Selon Washington, les avancées du M23 n’auraient pas été possibles sans « le soutien actif et la complicité » de l’armée rwandaise et de certains de ses hauts responsables. Les autorités américaines exigent par ailleurs le retrait immédiat des troupes, des armes et des équipements rwandais du territoire congolais.
Les responsables visés
Ces sanctions sont prises en application du décret présidentiel américain 13413, modifié par le décret 13671, qui cible les personnes impliquées dans des actions menaçant la paix, la sécurité et la stabilité de la RDC.

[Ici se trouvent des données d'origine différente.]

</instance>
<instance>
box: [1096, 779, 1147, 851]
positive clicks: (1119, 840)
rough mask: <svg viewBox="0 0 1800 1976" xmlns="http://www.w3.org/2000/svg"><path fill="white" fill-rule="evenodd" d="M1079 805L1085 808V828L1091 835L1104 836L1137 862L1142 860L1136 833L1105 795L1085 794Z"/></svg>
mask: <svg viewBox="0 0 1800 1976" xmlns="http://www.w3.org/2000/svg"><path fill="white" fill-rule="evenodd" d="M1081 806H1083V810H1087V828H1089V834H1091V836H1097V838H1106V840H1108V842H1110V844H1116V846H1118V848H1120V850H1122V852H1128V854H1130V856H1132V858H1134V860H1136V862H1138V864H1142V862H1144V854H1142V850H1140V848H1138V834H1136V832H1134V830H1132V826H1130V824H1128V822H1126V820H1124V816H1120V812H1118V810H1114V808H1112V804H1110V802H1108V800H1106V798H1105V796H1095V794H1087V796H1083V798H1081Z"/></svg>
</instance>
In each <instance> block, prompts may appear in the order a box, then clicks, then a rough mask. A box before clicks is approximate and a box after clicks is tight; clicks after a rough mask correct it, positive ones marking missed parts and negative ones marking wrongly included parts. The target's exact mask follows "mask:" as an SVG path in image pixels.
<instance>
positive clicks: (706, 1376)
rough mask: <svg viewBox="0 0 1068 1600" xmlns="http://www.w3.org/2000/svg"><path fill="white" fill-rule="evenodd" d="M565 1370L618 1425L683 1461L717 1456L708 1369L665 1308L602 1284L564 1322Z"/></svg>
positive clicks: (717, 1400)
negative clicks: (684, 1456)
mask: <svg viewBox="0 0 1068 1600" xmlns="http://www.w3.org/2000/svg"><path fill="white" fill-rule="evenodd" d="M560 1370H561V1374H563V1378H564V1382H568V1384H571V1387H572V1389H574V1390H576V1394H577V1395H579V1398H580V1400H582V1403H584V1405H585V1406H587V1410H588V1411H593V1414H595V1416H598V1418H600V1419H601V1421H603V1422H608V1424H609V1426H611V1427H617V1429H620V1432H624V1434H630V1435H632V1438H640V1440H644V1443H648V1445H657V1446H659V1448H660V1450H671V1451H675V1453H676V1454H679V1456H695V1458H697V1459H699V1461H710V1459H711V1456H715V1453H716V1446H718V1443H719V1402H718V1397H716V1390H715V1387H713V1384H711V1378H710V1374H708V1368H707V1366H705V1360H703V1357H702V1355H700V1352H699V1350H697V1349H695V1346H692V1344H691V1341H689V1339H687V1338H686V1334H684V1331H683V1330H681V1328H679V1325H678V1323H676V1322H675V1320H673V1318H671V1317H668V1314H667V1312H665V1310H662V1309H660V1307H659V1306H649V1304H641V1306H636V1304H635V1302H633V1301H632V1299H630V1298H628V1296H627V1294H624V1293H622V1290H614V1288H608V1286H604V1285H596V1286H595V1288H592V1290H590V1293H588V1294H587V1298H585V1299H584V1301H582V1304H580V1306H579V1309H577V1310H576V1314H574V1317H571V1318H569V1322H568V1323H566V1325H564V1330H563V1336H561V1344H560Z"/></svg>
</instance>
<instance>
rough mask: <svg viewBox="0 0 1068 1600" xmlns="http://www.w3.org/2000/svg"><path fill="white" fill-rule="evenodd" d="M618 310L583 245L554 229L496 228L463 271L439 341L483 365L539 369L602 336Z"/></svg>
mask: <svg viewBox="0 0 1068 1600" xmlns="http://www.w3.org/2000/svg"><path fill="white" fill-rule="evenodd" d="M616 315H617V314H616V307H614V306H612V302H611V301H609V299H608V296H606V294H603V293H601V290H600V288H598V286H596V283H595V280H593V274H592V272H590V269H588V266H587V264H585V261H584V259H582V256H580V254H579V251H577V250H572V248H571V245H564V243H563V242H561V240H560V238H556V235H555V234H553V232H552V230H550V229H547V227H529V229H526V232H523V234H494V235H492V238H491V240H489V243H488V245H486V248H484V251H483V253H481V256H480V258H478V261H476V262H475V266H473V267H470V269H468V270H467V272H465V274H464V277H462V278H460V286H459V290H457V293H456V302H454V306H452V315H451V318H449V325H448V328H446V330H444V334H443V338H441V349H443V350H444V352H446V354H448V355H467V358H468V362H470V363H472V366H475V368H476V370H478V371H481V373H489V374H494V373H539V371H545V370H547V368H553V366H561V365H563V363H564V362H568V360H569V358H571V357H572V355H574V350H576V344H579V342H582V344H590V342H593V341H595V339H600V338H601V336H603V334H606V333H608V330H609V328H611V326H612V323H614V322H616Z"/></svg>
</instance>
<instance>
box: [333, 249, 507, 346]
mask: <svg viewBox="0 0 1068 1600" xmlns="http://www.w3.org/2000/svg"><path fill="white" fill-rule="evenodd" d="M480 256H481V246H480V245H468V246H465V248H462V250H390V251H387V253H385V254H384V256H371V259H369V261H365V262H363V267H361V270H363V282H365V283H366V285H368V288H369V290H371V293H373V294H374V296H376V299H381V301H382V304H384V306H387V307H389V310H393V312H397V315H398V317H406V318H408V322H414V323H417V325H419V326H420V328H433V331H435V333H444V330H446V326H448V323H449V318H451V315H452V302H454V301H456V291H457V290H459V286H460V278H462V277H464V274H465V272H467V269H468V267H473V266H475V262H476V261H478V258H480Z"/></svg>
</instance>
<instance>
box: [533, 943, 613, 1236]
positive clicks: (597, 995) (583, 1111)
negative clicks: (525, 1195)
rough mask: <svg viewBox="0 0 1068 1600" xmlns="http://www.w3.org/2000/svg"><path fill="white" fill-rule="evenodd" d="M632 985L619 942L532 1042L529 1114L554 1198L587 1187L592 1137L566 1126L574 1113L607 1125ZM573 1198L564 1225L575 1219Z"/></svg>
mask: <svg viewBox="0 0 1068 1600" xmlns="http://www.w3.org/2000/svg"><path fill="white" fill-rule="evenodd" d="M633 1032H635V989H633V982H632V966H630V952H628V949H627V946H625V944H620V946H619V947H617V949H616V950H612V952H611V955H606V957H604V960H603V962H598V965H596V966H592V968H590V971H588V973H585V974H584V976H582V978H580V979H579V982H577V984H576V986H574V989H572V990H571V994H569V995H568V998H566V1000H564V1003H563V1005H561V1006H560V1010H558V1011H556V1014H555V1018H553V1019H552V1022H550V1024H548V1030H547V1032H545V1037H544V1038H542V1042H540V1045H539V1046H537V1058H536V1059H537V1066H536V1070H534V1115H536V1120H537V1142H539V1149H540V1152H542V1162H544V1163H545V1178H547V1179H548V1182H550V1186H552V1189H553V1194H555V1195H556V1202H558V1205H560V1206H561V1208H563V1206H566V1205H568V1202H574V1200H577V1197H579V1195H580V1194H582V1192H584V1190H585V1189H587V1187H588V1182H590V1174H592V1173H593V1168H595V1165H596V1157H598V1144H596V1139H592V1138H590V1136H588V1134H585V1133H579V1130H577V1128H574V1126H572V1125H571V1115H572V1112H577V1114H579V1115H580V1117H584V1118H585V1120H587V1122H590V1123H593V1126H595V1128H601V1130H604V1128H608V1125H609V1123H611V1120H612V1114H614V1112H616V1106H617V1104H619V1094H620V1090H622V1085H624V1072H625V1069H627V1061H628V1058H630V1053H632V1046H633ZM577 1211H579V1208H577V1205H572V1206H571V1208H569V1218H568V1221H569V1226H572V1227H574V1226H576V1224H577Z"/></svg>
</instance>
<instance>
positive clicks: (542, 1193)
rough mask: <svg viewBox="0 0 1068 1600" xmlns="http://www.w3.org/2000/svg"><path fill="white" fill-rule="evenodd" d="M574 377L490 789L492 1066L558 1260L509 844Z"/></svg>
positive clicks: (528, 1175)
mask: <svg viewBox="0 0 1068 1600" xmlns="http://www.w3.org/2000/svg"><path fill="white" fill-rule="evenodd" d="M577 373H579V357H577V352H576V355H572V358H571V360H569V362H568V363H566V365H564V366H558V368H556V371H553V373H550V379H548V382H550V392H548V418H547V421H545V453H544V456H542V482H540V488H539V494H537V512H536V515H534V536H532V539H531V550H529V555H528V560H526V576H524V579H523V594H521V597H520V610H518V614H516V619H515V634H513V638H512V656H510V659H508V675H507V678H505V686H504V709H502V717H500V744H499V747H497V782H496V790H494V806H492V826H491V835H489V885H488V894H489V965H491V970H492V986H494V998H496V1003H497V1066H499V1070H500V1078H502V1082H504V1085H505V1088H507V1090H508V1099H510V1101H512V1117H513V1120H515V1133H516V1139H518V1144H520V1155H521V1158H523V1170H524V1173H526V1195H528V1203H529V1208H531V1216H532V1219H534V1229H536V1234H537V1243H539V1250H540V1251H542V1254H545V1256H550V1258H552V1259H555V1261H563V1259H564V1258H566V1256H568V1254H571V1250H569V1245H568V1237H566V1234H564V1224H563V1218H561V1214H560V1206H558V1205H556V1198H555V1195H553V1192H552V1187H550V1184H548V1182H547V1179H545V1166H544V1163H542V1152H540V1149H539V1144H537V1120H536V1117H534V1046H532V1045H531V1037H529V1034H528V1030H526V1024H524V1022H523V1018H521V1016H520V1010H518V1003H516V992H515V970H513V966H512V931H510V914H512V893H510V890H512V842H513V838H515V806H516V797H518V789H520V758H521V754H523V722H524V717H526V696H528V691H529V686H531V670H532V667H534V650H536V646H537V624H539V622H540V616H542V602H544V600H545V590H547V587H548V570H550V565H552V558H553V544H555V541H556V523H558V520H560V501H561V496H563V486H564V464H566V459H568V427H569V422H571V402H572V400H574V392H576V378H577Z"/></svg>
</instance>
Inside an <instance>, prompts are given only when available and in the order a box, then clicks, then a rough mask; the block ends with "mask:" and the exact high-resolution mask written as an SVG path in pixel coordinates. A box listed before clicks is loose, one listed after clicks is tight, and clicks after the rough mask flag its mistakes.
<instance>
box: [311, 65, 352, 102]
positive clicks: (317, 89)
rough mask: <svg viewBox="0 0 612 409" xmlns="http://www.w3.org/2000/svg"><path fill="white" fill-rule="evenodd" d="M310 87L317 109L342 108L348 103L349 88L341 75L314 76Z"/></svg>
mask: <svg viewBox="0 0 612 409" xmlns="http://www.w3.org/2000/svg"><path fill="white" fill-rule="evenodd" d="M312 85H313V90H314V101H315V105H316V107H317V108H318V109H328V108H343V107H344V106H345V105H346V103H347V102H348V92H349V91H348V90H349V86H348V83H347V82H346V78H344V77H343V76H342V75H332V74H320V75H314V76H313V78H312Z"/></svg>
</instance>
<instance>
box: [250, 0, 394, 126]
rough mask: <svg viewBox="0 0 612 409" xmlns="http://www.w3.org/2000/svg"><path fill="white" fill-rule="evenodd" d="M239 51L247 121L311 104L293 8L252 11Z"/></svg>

Quatre hauts gradés du RDF sont concernés :
Vincent Nyakarundi, chef d’état-major de l’armée de terre rwandaise et commandant supérieur des forces terrestres, accusé d’avoir dirigé des opérations en appui au M23.
Ruki Karusisi, général de division et commandant de la 5ᵉ division d’infanterie, ancien chef des forces d’opérations spéciales, soupçonné d’avoir supervisé des opérations militaires liées au soutien au mouvement rebelle.
Mubarakh Muganga, chef d’état-major des forces de défense rwandaises, qui aurait joué un rôle central dans la planification et le commandement des opérations menées dans l’est congolais avant sa nomination en juin 2023.
Stanislas Gashugi, nommé en mars 2025 à la tête des forces d’opérations spéciales, succédant à Karusisi.
Les autorités américaines estiment que ces responsables ont participé, directement ou indirectement, à des actions compromettant la stabilité de la RDC, en apportant un soutien matériel, logistique ou financier au M23.
Cette décision marque une nouvelle étape dans l’implication diplomatique des États-Unis dans la crise sécuritaire persistante à l’est de la RDC, où les affrontements entre les forces gouvernementales et les groupes armés continuent d’alimenter l’instabilité régionale.